Mariana Lozzi enriquece seu texto por meio de uma compreensão ampla não apenas de sua própria reflexão intelectual sobre os fatos, mas também estimula o desenvolvimento do apreço pela problematização de questões que não foram analisadas profundamente por suas personagens (recurso que é apreciável, visto que deixa esta tarefa para o leitor). Seu texto não visa docilizar os corpos para narrar cidadãos integrados ao sistema vigente, mas despertar no leitor a capacidade de pensar por conta própria sobre todos os problemas e questões que afloram no cotidiano.

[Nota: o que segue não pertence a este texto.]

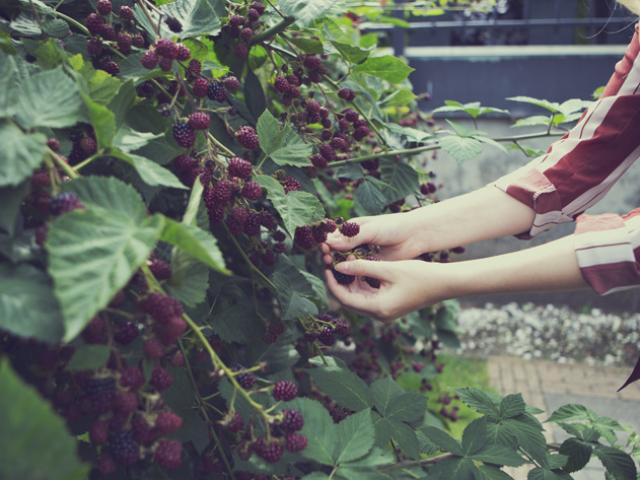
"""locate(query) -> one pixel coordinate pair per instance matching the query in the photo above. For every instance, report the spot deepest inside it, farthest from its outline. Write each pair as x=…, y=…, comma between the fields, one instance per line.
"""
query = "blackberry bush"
x=170, y=171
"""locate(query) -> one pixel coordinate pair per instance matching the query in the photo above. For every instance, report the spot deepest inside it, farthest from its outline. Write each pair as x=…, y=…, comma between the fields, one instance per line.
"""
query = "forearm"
x=479, y=215
x=549, y=267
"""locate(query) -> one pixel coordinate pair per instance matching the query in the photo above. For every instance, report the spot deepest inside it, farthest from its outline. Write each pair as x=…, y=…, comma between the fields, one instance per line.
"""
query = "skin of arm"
x=412, y=284
x=483, y=214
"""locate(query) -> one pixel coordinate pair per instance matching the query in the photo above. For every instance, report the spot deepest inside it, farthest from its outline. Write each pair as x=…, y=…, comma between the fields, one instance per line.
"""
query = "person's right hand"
x=396, y=234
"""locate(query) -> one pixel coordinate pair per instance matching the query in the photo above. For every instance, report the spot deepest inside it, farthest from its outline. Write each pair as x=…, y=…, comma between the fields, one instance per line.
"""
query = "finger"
x=348, y=297
x=366, y=268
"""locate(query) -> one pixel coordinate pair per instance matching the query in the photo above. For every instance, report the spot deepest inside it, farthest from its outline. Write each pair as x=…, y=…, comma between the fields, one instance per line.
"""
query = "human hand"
x=405, y=286
x=394, y=234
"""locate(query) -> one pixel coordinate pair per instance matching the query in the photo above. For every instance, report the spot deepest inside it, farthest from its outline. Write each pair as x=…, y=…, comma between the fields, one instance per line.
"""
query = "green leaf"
x=150, y=172
x=318, y=426
x=49, y=99
x=355, y=437
x=343, y=386
x=295, y=208
x=618, y=464
x=22, y=153
x=27, y=305
x=198, y=243
x=197, y=17
x=461, y=148
x=443, y=440
x=578, y=454
x=93, y=253
x=89, y=357
x=34, y=441
x=386, y=67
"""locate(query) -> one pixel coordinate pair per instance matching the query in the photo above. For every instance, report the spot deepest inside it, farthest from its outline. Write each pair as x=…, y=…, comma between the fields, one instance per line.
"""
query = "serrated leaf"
x=34, y=441
x=354, y=437
x=93, y=253
x=40, y=104
x=618, y=463
x=28, y=307
x=89, y=357
x=197, y=17
x=22, y=153
x=150, y=172
x=343, y=386
x=386, y=67
x=196, y=242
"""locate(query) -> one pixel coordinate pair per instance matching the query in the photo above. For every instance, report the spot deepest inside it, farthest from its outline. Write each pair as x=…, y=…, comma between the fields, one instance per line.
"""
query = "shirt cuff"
x=608, y=251
x=531, y=187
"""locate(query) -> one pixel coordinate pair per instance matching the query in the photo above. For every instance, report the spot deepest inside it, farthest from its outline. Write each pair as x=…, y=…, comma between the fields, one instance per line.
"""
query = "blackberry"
x=149, y=59
x=123, y=447
x=183, y=53
x=64, y=202
x=167, y=423
x=216, y=92
x=346, y=94
x=252, y=191
x=343, y=278
x=296, y=442
x=303, y=238
x=290, y=184
x=153, y=349
x=103, y=7
x=252, y=225
x=161, y=379
x=285, y=390
x=270, y=451
x=126, y=402
x=184, y=135
x=350, y=229
x=168, y=454
x=231, y=83
x=318, y=161
x=240, y=168
x=327, y=336
x=199, y=120
x=292, y=421
x=99, y=432
x=167, y=48
x=132, y=377
x=125, y=12
x=247, y=137
x=174, y=24
x=126, y=333
x=327, y=152
x=200, y=87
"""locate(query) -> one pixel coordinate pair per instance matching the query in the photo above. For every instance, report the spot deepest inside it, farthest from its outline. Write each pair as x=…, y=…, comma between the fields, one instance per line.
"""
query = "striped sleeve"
x=608, y=251
x=580, y=168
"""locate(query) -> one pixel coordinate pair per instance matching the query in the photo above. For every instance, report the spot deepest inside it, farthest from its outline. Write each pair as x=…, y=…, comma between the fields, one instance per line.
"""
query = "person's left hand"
x=405, y=286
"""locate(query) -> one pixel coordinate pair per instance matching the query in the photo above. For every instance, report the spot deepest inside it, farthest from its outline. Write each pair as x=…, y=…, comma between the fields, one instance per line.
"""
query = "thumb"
x=365, y=268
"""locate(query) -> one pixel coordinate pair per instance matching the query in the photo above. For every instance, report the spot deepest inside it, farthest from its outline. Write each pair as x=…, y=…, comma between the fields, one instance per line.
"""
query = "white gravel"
x=551, y=332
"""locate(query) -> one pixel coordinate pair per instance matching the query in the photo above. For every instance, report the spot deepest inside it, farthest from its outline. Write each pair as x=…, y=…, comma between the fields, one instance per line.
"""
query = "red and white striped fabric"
x=579, y=169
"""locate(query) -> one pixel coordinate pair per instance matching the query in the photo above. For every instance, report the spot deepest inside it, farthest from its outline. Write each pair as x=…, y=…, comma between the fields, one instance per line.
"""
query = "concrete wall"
x=460, y=178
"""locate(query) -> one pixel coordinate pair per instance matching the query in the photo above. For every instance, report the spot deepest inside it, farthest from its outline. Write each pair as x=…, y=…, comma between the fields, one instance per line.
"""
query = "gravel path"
x=551, y=332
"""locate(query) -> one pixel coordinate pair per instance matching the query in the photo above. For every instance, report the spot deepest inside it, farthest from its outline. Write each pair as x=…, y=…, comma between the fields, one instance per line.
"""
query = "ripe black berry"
x=216, y=92
x=292, y=421
x=199, y=120
x=168, y=454
x=247, y=137
x=184, y=135
x=285, y=390
x=296, y=442
x=350, y=229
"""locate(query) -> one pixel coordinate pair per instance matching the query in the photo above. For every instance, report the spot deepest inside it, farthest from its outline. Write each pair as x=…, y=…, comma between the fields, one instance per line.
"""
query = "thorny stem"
x=218, y=364
x=205, y=414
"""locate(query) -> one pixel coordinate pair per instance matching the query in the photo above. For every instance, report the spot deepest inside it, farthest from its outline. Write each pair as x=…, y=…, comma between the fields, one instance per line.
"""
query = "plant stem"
x=273, y=31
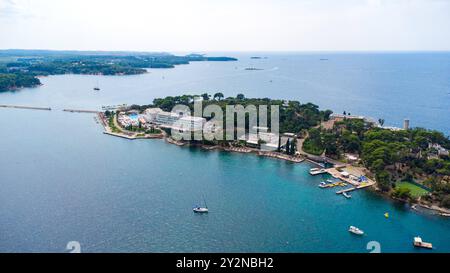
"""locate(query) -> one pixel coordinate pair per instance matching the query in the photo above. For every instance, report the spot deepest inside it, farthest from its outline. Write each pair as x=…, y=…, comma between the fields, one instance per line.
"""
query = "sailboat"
x=200, y=209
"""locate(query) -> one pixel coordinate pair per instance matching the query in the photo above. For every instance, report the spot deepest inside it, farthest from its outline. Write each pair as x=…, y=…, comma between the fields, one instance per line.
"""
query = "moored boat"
x=355, y=230
x=419, y=243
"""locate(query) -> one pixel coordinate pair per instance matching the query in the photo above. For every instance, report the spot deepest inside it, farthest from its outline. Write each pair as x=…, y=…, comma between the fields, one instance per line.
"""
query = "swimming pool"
x=133, y=116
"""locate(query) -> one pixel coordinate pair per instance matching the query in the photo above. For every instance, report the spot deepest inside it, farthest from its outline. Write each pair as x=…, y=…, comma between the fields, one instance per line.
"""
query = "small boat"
x=355, y=230
x=419, y=243
x=316, y=171
x=200, y=209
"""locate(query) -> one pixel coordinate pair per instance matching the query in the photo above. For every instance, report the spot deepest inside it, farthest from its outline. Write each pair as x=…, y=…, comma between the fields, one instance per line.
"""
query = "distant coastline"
x=21, y=68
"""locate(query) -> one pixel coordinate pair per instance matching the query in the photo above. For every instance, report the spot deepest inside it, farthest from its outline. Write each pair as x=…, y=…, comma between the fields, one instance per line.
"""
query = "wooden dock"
x=25, y=107
x=81, y=111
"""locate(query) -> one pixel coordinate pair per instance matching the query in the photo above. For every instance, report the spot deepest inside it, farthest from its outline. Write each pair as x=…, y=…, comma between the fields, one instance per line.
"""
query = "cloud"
x=226, y=25
x=15, y=9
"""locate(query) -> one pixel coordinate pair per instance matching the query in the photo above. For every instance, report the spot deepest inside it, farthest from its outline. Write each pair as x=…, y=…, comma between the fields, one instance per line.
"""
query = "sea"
x=63, y=180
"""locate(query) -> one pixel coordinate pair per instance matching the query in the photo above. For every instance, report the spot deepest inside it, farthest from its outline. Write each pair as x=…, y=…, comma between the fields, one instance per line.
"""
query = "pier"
x=81, y=111
x=25, y=107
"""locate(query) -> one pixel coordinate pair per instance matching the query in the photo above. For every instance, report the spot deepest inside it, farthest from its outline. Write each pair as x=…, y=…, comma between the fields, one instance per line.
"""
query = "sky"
x=226, y=25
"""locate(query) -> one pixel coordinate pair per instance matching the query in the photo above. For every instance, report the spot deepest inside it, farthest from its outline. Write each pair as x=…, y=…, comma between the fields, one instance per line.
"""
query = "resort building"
x=341, y=117
x=173, y=120
x=189, y=123
x=264, y=140
x=441, y=151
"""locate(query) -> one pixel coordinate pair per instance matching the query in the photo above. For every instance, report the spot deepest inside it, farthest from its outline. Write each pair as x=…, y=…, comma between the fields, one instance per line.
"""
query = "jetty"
x=81, y=111
x=25, y=107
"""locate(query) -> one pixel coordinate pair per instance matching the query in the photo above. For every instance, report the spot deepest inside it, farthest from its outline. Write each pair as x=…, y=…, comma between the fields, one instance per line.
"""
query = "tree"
x=240, y=96
x=384, y=180
x=293, y=147
x=402, y=192
x=205, y=96
x=288, y=145
x=218, y=96
x=446, y=202
x=279, y=143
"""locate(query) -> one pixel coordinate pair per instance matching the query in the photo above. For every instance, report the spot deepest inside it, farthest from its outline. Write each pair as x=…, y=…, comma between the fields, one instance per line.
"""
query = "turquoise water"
x=133, y=116
x=63, y=180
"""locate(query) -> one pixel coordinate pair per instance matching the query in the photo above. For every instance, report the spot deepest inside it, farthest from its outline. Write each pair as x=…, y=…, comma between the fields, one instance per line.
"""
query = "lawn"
x=416, y=191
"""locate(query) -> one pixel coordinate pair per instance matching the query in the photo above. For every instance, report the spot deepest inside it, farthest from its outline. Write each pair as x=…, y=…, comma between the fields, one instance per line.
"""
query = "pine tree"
x=279, y=143
x=288, y=144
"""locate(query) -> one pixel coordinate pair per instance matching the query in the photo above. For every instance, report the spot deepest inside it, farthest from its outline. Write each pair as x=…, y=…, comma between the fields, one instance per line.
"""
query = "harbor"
x=26, y=107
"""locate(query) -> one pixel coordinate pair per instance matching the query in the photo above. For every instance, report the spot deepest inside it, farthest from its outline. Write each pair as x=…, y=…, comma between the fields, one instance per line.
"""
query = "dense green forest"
x=19, y=68
x=13, y=81
x=391, y=155
x=294, y=116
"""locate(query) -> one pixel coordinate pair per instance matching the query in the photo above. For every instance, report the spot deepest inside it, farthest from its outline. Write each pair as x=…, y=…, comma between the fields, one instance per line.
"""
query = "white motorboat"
x=355, y=230
x=200, y=209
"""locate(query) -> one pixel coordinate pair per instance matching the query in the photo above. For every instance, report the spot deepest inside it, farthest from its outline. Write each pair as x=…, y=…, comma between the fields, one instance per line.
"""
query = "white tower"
x=406, y=124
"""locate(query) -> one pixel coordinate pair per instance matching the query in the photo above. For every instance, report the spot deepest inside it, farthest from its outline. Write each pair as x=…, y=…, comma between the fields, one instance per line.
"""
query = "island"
x=407, y=164
x=20, y=68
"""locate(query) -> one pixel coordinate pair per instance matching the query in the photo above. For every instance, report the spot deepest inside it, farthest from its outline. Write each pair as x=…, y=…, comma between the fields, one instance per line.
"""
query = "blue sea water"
x=62, y=180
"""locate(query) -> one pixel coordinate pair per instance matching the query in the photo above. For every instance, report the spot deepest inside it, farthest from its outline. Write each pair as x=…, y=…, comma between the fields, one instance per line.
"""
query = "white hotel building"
x=173, y=120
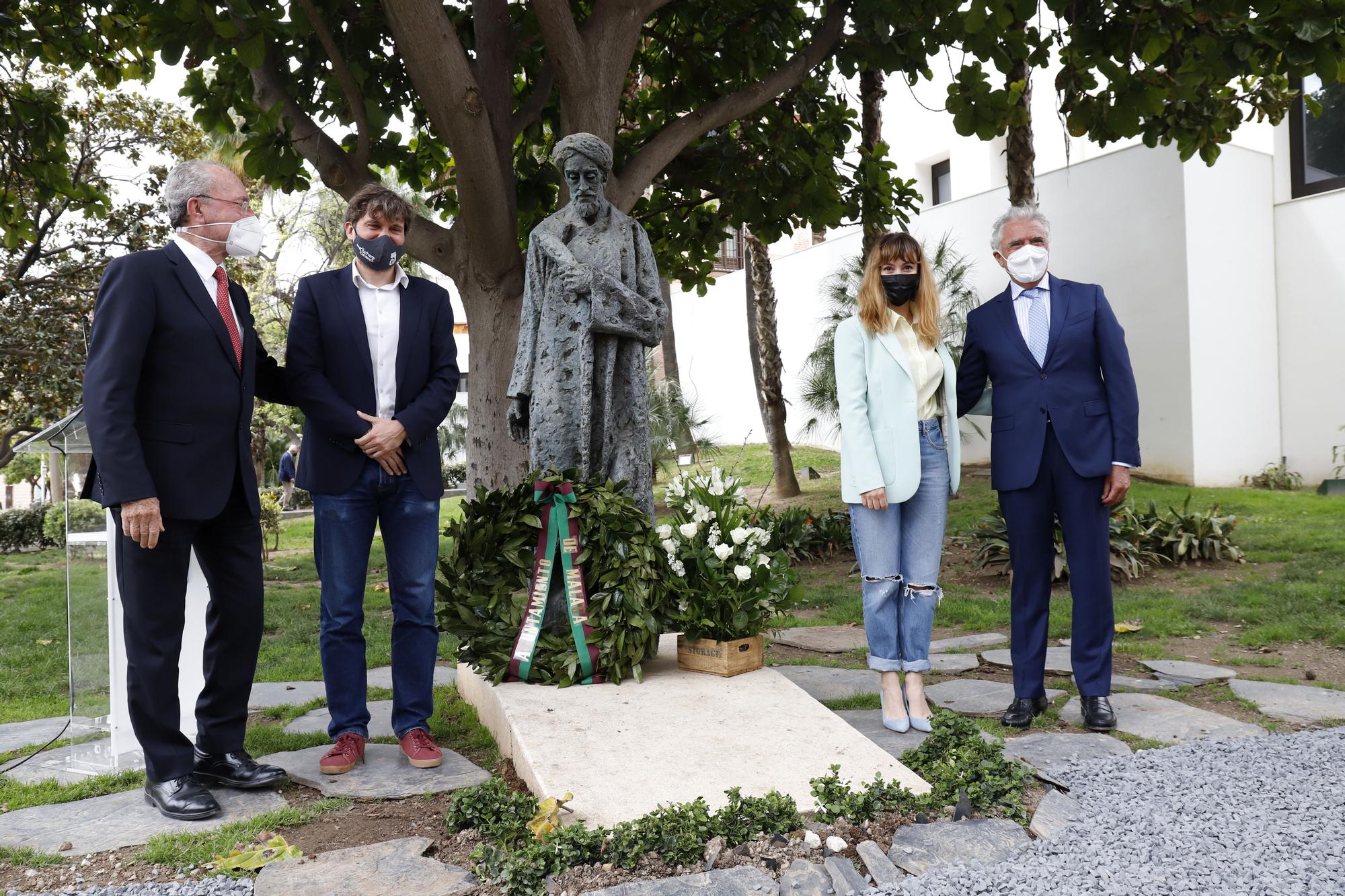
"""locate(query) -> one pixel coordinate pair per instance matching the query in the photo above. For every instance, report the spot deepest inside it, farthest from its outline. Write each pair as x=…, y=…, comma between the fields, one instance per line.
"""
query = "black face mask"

 Os subcapítulos curtos se mostraram um caprichoso problema. Conforme eram modestos em extensão, eu sentia falta de mergulhar um pouco mais na vivência de cada indivíduo. De qualquer forma, a autora dedica um capítulo exclusivamente a cada uma de suas personagens, cujas vivências possibilita a inserção de outras personagens que igualmente seriam interessantes de se ler, e nos deixa familiarizado com a tragédia daquela singela família, a qual poderia se estender geracionalmente, como fez Gabriel Garcia Marques em seu notório Cem anos de Solidão.

MAR DE TELHAS é uma tragédia pós moderna no sentido mais grego do termo, narrado de um modo sensível, honesto e quase poético. Não convida à uma épica jornada instrumental, mas nos joga para dentro daquilo que talvez nos seja mais familiar: o lado grotesco e surreal do inconsciente humano.